Keep going. And don’t forget to read – not just your own genre but others as well. It will broaden your skillset as a writer.

 

 
Fiona: Do you have anything specific that you want to say to your readers?

Thank you. I love each and every one of you and hope to keep entertaining you for many more years to come.

 

 

Fiona: What book are you reading now?

We Are Always Watching – the latest from Hunter Shea

 

 

Fiona: Do you remember the first book you read?

It may have been Alice in Wonderland but I’m not sure now. It was a long time ago.

 

Fiona: What makes you laugh/cry?

Stephen Fry, Paul Merton – Have I Got News for You – always has me laughing out loud as does QI – Alan Davies is hilarious and Sandi Toksvig is doing a grand job.
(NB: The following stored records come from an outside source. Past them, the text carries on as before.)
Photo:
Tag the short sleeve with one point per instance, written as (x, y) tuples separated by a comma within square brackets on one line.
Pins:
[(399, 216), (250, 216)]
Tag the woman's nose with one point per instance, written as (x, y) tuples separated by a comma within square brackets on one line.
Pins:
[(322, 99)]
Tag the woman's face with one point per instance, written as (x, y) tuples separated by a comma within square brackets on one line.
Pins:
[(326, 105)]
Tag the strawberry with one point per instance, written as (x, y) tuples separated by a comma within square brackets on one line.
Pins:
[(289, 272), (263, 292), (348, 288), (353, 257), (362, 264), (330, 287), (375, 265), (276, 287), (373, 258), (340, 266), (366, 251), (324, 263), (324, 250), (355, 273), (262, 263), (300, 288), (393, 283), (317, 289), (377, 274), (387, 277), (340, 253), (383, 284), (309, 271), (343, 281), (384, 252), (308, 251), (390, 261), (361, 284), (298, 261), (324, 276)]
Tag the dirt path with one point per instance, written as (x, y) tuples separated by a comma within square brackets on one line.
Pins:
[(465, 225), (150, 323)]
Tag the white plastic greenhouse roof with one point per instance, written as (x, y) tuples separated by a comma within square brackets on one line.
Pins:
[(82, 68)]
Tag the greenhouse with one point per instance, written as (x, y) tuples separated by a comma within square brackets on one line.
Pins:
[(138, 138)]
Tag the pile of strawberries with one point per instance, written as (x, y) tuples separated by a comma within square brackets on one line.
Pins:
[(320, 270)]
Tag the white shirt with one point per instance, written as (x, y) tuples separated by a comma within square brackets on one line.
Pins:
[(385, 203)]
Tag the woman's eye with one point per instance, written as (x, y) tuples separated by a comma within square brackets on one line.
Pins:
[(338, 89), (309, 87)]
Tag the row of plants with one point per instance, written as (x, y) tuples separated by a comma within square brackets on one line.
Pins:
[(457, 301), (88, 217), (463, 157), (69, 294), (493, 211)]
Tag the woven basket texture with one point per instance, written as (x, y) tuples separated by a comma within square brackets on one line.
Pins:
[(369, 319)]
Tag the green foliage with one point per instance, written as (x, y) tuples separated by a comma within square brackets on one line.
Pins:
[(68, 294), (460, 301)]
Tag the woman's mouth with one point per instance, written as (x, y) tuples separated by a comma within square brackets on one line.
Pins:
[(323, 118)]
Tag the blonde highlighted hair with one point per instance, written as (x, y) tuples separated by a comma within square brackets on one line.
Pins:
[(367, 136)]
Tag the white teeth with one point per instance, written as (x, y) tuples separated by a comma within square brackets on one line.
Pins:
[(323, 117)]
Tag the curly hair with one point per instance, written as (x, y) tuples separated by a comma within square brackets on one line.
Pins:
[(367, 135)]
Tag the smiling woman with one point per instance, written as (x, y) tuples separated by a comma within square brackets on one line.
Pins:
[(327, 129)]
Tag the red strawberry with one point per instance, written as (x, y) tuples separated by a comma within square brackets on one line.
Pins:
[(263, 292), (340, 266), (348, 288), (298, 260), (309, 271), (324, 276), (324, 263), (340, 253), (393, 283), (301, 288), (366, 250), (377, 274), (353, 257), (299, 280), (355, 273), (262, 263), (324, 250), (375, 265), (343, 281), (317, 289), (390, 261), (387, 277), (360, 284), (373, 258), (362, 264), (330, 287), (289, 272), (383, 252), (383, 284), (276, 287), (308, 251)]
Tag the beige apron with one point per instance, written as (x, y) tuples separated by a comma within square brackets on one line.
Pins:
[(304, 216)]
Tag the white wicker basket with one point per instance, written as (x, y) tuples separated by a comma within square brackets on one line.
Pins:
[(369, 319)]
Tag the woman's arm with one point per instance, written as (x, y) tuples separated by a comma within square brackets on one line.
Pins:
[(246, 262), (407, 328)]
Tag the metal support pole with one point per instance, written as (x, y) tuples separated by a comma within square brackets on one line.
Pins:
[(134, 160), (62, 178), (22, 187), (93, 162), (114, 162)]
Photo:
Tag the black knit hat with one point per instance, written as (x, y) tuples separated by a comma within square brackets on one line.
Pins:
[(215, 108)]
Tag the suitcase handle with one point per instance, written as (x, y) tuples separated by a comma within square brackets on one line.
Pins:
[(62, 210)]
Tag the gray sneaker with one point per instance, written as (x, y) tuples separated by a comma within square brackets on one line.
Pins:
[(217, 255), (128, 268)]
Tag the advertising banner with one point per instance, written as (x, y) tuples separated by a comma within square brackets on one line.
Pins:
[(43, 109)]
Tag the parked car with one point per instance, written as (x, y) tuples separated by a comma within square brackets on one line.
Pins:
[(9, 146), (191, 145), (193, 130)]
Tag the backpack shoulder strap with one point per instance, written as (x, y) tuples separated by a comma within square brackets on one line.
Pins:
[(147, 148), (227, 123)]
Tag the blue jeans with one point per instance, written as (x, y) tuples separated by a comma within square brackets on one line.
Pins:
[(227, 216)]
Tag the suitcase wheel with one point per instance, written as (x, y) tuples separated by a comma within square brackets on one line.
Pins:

Any animal film – even if it’s a cartoon – always reduces me to a messy, soggy blob. The Incredible Journey had me weeping buckets and I have never dared watch Watership Down

 

 

Fiona: Is there one person past or present you would like to meet and why?

Only one? Wow! That’s a tough one. Oscar Wilde was the first person in my head. He was born so far ahead of his time. I would love to take tea with him at Claridge’s and get his views on how the world has changed since his time.

 

 

Fiona: What do you want written on your head stone and why ?

The End…or is it?

Because I always like to finish with a little twist in the tale (tail?)

 

 

Fiona: Other than writing do you have any hobbies ?

Apart from copious amounts of reading, and film watching, I am a history buff and love exploring ancient sites and historic homes

 

 

Fiona: What TV shows/films do you enjoy watching?

I have mentioned a couple above but, as far as films go, I love watching horror – Cherry Tree, The Hallow and Wakewood are among my more recent favourites. I also love Neil Simon’s California Suite, and a fabulous spoof murder mystery called Murder by Death. Hilarious.

 

 

Fiona: Favorite foods / Colors/ Music

Foods: Italian. Colours: Black, red, purple. Music; Goldfrapp. Richard Hawley, Liam McKahey, Mary Chapin Carpenter and lots more besides, depending on what mood I’m in.

 

 

Fiona: If you were not a writer what else would you like to have done?

Act. I have trodden the boards in Am Dram but would have loved to do it professionally.

 

 

Fiona: Do you have a blog/website? If so what is it?

www.catherinecavendish.com

Cat’s Amazon page: Amazon

Thank you for hosting me today, Fiona. Really enjoyed it!